Methods: Index patients (first patient in kindred to be diagnosed with MEN1) or probands (first patient from kindred to be evaluated at our center) from kindreds with GP-MEN1 were identified. Germline variants in GP-MEN1 patients were categorized into high-impact (nonsense, frameshift, splice site, whole or partial gene deletion) or low-impact (missense or in-frame indels) groups. GN-MEN1 patients showed no mutations in MEN1 or other PHPT genes (CASR, RET, CDKN1B, CDC73, AIP, GNA11, AP2S1, GCM2). All patients underwent testing for tumor biomarkers, imaging and evaluation for Zollinger-Ellison syndrome (ZES). Whole exome sequencing was performed on multiple tumors from 13 GN-MEN1 patients.

Results: We identified 160 patients with GP-MEN1 (96 females) and 42 (31 females) with GN-MEN1. Among GP-MEN1, 97 had high impact and 34 had low-impact mutations. Mean age at last follow-up was 56 (±14) years for GN-MEN1 and 52 (±16) years for GP-MEN1 patients. All patients with high-impact mutations had PHPT (58% had recurrent disease), 70% had pituitary tumors (35% with macro-adenomas) and 63% developed GEP-NETs (24% with distant metastases). In comparison, 88% patients with low-impact mutations developed PHPT (48% with recurrent disease), 77% developed pituitary tumors (21% with macro-adenomas) and 75% developed GEP-NETs (24% with distant metastases). Among the GN-MEN1 patients, 38/42 developed PHPT - 3/38 (8%) had recurrent disease. In GP-MEN1, 103/107 developed PHPT - 62/103 (60%) with recurrent disease.

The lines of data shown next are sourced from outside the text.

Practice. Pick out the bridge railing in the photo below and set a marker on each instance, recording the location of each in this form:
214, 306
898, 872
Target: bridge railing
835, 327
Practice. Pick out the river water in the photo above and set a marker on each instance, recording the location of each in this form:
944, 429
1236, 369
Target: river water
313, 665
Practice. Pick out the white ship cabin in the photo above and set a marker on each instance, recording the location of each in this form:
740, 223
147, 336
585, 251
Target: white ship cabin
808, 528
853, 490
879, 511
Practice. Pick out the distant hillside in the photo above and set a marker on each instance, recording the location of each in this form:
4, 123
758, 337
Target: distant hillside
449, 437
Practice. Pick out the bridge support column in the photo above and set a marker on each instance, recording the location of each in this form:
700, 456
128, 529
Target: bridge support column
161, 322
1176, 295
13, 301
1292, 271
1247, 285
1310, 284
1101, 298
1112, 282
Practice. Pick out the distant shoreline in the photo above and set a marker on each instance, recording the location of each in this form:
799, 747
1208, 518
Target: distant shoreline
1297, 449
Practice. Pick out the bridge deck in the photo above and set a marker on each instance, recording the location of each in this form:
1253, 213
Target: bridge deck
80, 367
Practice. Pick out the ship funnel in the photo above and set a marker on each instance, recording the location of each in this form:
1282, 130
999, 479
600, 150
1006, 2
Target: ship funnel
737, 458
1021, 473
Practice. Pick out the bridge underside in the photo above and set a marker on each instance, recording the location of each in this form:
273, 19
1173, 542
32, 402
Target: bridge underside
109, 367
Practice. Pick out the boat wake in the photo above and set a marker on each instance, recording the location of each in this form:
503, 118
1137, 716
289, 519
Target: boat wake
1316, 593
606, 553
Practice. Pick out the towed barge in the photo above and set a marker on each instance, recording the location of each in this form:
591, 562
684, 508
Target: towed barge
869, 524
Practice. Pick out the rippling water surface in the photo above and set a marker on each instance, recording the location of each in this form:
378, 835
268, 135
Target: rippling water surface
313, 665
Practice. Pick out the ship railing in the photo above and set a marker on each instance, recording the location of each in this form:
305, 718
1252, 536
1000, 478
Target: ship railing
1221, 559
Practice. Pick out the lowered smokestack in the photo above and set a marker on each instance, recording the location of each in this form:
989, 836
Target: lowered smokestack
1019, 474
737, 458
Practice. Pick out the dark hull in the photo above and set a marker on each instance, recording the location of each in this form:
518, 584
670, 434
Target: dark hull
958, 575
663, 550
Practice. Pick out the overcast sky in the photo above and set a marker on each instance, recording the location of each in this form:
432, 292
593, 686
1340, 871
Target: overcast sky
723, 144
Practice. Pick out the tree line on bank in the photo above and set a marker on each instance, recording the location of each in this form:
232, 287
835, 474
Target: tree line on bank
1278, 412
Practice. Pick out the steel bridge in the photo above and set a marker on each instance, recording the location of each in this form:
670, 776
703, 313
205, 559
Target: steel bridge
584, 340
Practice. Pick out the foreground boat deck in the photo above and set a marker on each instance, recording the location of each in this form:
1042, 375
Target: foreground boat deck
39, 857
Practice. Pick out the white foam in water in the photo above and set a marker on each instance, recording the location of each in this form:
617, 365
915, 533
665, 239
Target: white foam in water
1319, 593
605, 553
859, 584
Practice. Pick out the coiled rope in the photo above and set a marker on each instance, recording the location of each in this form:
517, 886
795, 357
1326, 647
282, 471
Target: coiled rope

Median age of index presentation with PHPT was significantly different between the two groups (27.5 years in GP-MEN1 vs 53 years in GN-MEN1, p<0.05). 33/42 GN-MEN1 patients had a pituitary adenoma (22/33 functioning – 9/22 prolactinomas; 8/22 GH-secreting). In comparison, 72/103 GP-MEN1 patients developed a pituitary adenoma (37 functioning – 30/37 prolactinomas, no GH-secreting tumors). In the GN-MEN1 group, 12/42 (29%) patients developed a gastro-entero-pancreatic (GEP)-NET. In comparison, 64/98 (65%) patients with GP-MEN1 had a GEP-NET. Somatic variants in MEN1, CDC73 or CDKI were observed in six tumors. However, these variants were not seen in a second tumor/s or germline DNA from the patient.

Conclusion: Patients with GP-MEN1 have distinct characteristics with younger age of onset, greater likelihood of recurrent PHPT and co-occurrence of GEP-NETs in comparison to GN-MEN1. No apparent correlation in phenotype between high-impact vs. low-impact mutations is noted. Our findings do not support somatic mosaicism as a cause of GN-MEN1.